Justement. On en sait aussi un peu plus sur ladite rançon versée par la France pour la libération des otages d’Areva. Ou plutôt sur les deux rançons, précise encore ce journal en ligne, une de 12 millions d’euros, l’autre de 30. Au total, donc, « Aqmi a reçu 42 millions d’euros de rançon pour les sept otages d’Areva », affirme l’ancien directeur de cabinet de la DGSE Pierre-Antoine Lorenzi, qui a négocié la seconde libération des otages.

De quoi, à l’évidence, acheter des armes, beaucoup d’armes, à la plus grande consternation de l’ex-président malien Amadou Amani Touré, dit ATT. Cadre d’Air France envoyé par l’ancien PDG de la compagnie aérienne française Jean-Cyril Spinetta pour prendre contact avec les ravisseurs, Guy Delbrel raconte ainsi dans Mediapart, sa visite début 2011 au président malien ATT pour lui transmettre les remerciements de Spinetta car trois otages français vont être libérés. Et là, le président ATT tombe des nues.
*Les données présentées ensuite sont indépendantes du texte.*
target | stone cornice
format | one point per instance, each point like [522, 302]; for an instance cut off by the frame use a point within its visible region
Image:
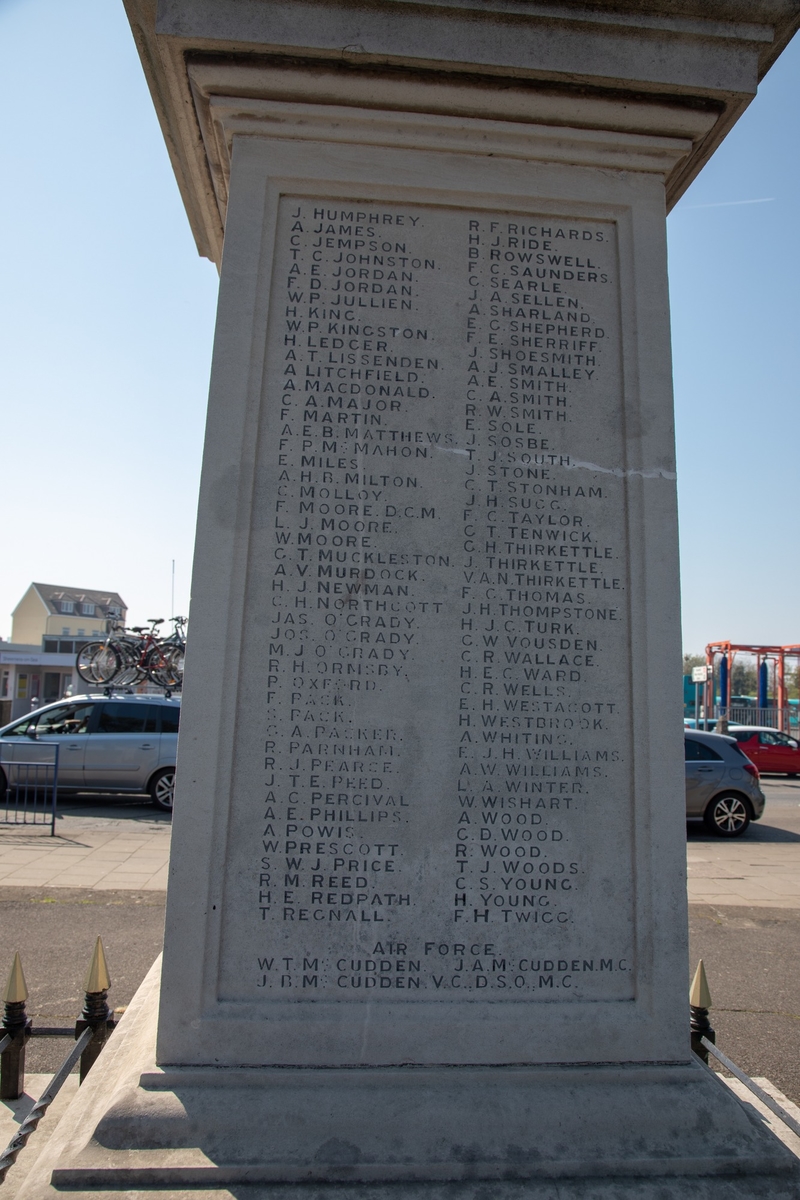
[679, 69]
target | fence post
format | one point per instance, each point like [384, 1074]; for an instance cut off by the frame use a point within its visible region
[699, 1001]
[95, 1015]
[16, 1025]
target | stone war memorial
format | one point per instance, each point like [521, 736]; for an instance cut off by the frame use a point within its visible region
[426, 928]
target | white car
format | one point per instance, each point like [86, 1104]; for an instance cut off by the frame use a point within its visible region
[118, 743]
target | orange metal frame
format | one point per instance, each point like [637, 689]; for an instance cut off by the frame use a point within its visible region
[729, 651]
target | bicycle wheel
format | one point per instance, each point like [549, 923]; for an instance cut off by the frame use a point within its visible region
[131, 670]
[160, 669]
[97, 663]
[175, 659]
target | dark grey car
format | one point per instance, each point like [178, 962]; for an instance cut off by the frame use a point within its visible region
[722, 785]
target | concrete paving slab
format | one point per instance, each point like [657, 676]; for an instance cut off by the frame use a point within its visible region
[116, 852]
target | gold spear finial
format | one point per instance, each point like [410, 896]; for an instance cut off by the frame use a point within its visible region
[16, 988]
[698, 994]
[97, 978]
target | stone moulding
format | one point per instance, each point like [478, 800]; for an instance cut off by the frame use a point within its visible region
[134, 1126]
[644, 60]
[222, 118]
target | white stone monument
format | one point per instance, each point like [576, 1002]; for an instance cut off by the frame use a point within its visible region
[427, 907]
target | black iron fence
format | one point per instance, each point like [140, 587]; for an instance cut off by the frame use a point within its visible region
[91, 1031]
[29, 783]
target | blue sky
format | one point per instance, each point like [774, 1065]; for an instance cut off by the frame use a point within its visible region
[107, 318]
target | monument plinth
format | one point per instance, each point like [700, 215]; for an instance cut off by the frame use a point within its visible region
[427, 910]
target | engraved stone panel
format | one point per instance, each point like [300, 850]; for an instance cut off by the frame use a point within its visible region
[432, 795]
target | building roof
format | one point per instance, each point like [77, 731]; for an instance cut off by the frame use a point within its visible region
[53, 593]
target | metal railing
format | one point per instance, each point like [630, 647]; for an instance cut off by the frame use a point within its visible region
[703, 1042]
[29, 786]
[786, 719]
[91, 1031]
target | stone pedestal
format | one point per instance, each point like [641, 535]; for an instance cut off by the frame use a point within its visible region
[426, 917]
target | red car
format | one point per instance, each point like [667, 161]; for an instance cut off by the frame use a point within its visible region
[771, 751]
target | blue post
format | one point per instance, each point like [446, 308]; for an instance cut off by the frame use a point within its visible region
[723, 682]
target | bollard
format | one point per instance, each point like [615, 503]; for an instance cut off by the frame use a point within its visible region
[699, 1001]
[95, 1015]
[17, 1026]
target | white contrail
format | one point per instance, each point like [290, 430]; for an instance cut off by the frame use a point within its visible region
[727, 204]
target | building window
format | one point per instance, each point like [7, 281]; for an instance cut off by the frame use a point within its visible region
[52, 685]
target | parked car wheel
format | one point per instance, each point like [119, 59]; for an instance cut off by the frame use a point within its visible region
[727, 815]
[162, 789]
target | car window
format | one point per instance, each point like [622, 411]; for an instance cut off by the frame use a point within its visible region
[696, 751]
[121, 718]
[22, 727]
[64, 720]
[170, 715]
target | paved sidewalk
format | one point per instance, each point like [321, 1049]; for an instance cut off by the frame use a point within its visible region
[100, 853]
[759, 869]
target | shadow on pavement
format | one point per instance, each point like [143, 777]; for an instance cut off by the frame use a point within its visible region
[110, 807]
[757, 832]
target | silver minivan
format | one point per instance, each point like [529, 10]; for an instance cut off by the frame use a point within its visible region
[116, 743]
[722, 785]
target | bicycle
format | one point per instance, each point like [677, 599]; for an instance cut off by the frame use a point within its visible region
[125, 660]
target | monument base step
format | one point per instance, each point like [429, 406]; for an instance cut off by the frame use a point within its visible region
[555, 1133]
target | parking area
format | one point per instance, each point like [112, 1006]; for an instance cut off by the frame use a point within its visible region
[761, 868]
[106, 873]
[745, 924]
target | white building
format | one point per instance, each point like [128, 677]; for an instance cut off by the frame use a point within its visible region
[49, 625]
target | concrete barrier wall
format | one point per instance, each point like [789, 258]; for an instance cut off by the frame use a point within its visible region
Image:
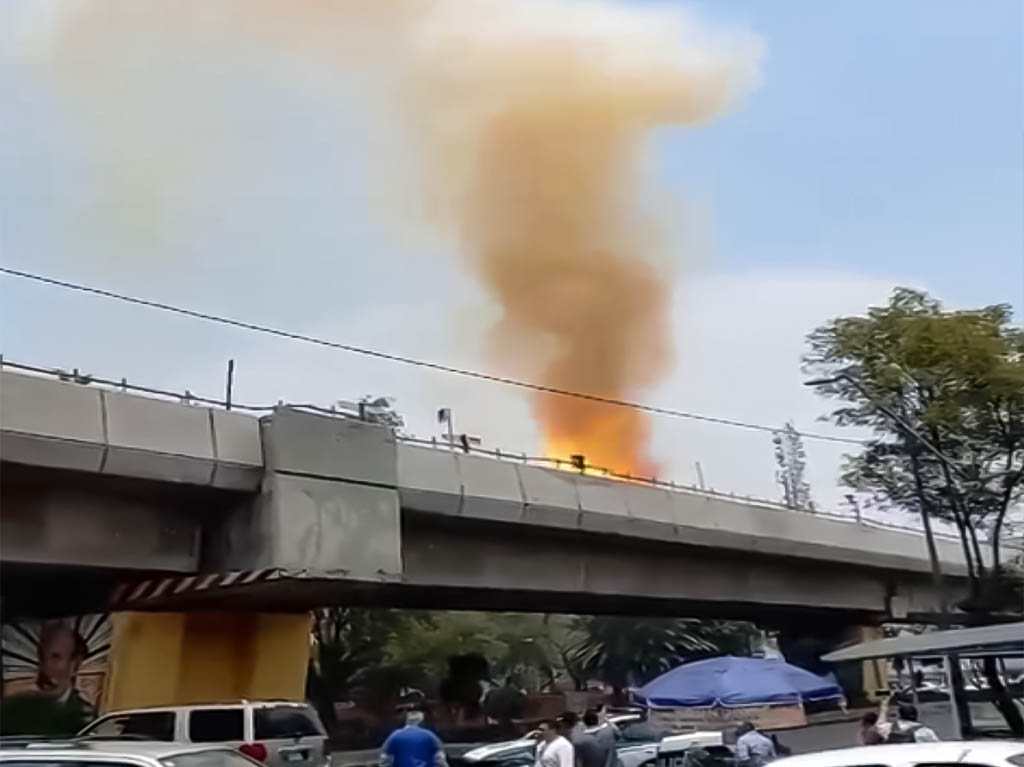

C’est la première fois que cette hallucinante histoire est rapportée. « Lorsque je vois ATT, je me rends compte que je lui apprends (cette prochaine) libération, raconte encore Delbrel. Il est désorienté, il me demande de rester et il convoque Mani Coulibaly, le chef de la DGSE malienne. Devant moi, il lui dit qu’il vient d’apprendre de ma bouche la libération des otages. “Est-ce que tu es au courant ?” demande-t-il. Coulibaly (…) baisse la tête et explique : “Je le savais, mais (le négociateur français) Jean-Marc (Gadoullet) m’a dit de ne pas vous informer, que c’est le président Sarkozy qui va vous l’annoncer.” ATT le prend mal et demande à Coulibaly : “Mais c’est qui ton président ? Tu es employé de Sarkozy ou d’ATT ?” Le président lui dit : “Raconte-moi.” Et là Mani (Coulibaly) donne un chiffre : 13 millions (…)   “Eh bien, ça ne se passera pas sur le territoire (malien), décrète ATT” » ! On notera que le chiffre de 13 millions et non de 12 est évoqué ici pour la libération de trois des sept otages d’Arlit.

Selon Guy Delbrel, explique encore ce journal français sur Internet, le président Amadou Toumani Touré « tenait beaucoup à ce que les rançons ne dépassent pas (…) 2 millions par personne ». La suite n’est que cafouillages dans cette « opération secrète » qui a « bel et bien engagé l’État français », souligne Mediapart, qui précise qu’à la suite de cet épisode, « Mani Coulibaly perd(ra) ses fonctions à la tête de la DGSE malienne ».